There are many possible reasons for the dearth of medical knowledge when it comes to fibromyalgia: the fact that it is far more common in women than men—that many of the associated symptoms (e.g., fatigue, “brain fog,” depression, etc.) have, for many years, been dismissed as “merely” psychological/emotional or related to other women’s issues when presented in female patients—cannot be unrelated. Still, with increased awareness of fibromyalgia, the new diagnostic criteria which place more weight on other cognitive/psychological symptoms, and similar changes, the medical community may slowly be working toward overhaul and understanding. Once fibromyalgia itself is better understood, there is hope that its symptoms—including tender points—might be explained as well.
 Mayo Clinic: Diseases and Conditions, “Fibromyalgia.” Available: < http://www.mayoclinic.org/diseases-conditions/fibromyalgia/basics/definition/con-20019243>.

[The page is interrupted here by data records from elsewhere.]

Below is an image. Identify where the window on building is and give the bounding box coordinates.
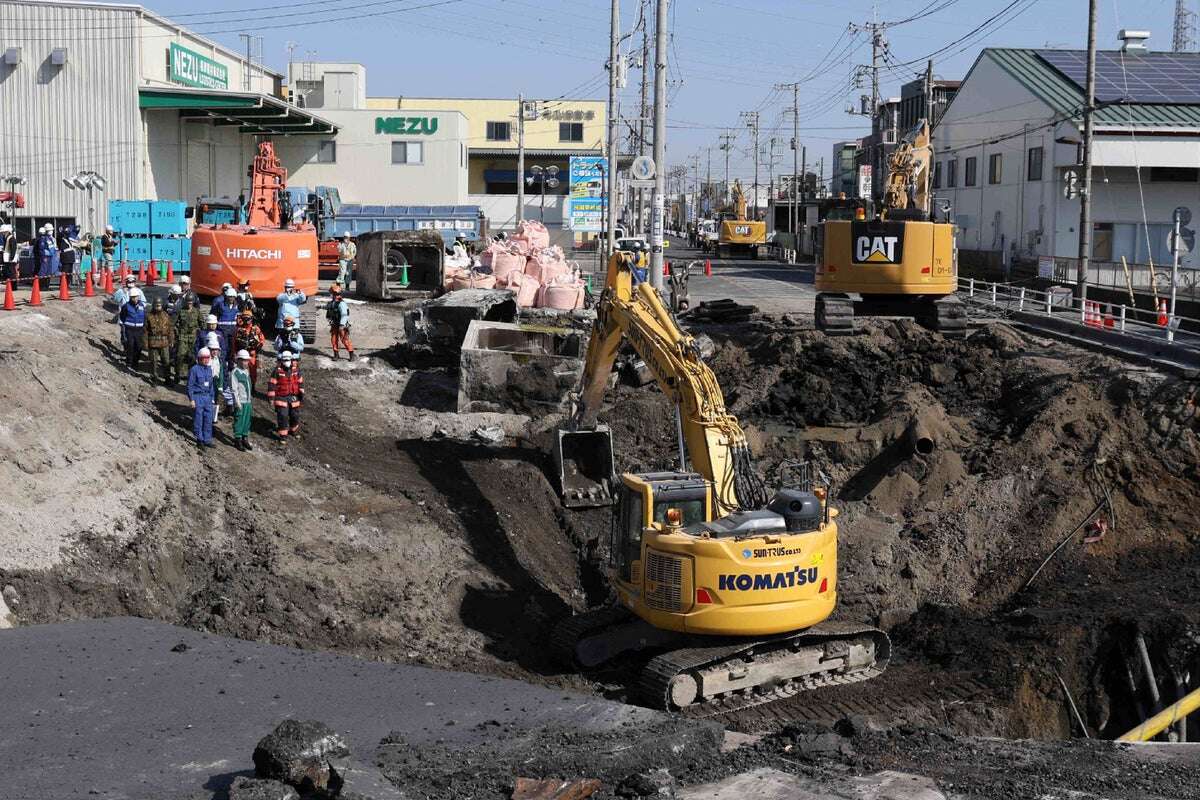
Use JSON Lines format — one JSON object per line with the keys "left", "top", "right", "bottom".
{"left": 559, "top": 122, "right": 584, "bottom": 142}
{"left": 1150, "top": 167, "right": 1200, "bottom": 182}
{"left": 964, "top": 156, "right": 977, "bottom": 187}
{"left": 315, "top": 140, "right": 336, "bottom": 164}
{"left": 1026, "top": 146, "right": 1043, "bottom": 182}
{"left": 932, "top": 161, "right": 942, "bottom": 189}
{"left": 391, "top": 141, "right": 423, "bottom": 165}
{"left": 988, "top": 153, "right": 1002, "bottom": 184}
{"left": 486, "top": 121, "right": 511, "bottom": 141}
{"left": 947, "top": 159, "right": 958, "bottom": 188}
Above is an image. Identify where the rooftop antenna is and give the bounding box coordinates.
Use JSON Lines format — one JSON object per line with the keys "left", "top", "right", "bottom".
{"left": 1172, "top": 0, "right": 1196, "bottom": 51}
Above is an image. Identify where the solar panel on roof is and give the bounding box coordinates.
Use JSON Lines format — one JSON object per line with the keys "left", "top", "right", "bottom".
{"left": 1035, "top": 50, "right": 1200, "bottom": 104}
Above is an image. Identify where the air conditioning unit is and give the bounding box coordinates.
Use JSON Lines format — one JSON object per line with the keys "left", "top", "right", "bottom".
{"left": 50, "top": 48, "right": 68, "bottom": 66}
{"left": 3, "top": 47, "right": 20, "bottom": 65}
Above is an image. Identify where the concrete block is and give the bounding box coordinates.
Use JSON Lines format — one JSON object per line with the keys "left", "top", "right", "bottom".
{"left": 404, "top": 289, "right": 518, "bottom": 364}
{"left": 457, "top": 320, "right": 585, "bottom": 414}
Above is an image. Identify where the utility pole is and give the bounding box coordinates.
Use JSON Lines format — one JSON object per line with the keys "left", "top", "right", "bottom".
{"left": 705, "top": 146, "right": 712, "bottom": 218}
{"left": 649, "top": 0, "right": 668, "bottom": 289}
{"left": 924, "top": 59, "right": 934, "bottom": 214}
{"left": 605, "top": 0, "right": 620, "bottom": 258}
{"left": 849, "top": 15, "right": 888, "bottom": 200}
{"left": 1077, "top": 0, "right": 1097, "bottom": 305}
{"left": 741, "top": 111, "right": 760, "bottom": 220}
{"left": 719, "top": 133, "right": 735, "bottom": 206}
{"left": 637, "top": 0, "right": 650, "bottom": 235}
{"left": 517, "top": 93, "right": 526, "bottom": 224}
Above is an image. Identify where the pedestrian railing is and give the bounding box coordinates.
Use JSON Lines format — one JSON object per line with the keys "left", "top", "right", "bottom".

 National Fibromyalgia Research Association, “Fibromyalgia trigger point.” Available: <http://www.nfra.net/fibromyalgia_trigger_point.php>.
 Health, “18 points used to diagnose fibromyalgia.” Available: <http://www.health.com/health/gallery/0,,20345635,00.html>.
 About.Health, “What are tender points? Common symptoms associated with fibromyalgia.” C. Eustice. Available: <http://arthritis.about.com/od/fibromyalgia/g/tenderpoints.htm>.
 Massachusetts CFIDS/MA & FM Association, “Tender points might no longer be used for diagnosis of fibromyalgia.” Available: <http://www.masscfids.org/news-a-events/266-tender-points-might-no-longer-be-used-for-diagnosis-of-fibromyalgia>.
 Wolfe, D., et al. (2010). “The American College of Rheumatology preliminary diagnostic criteria for fibromyalgia and measurement of symptom severity.” Arthritis Care & Research 62 5, (pp. 600-610).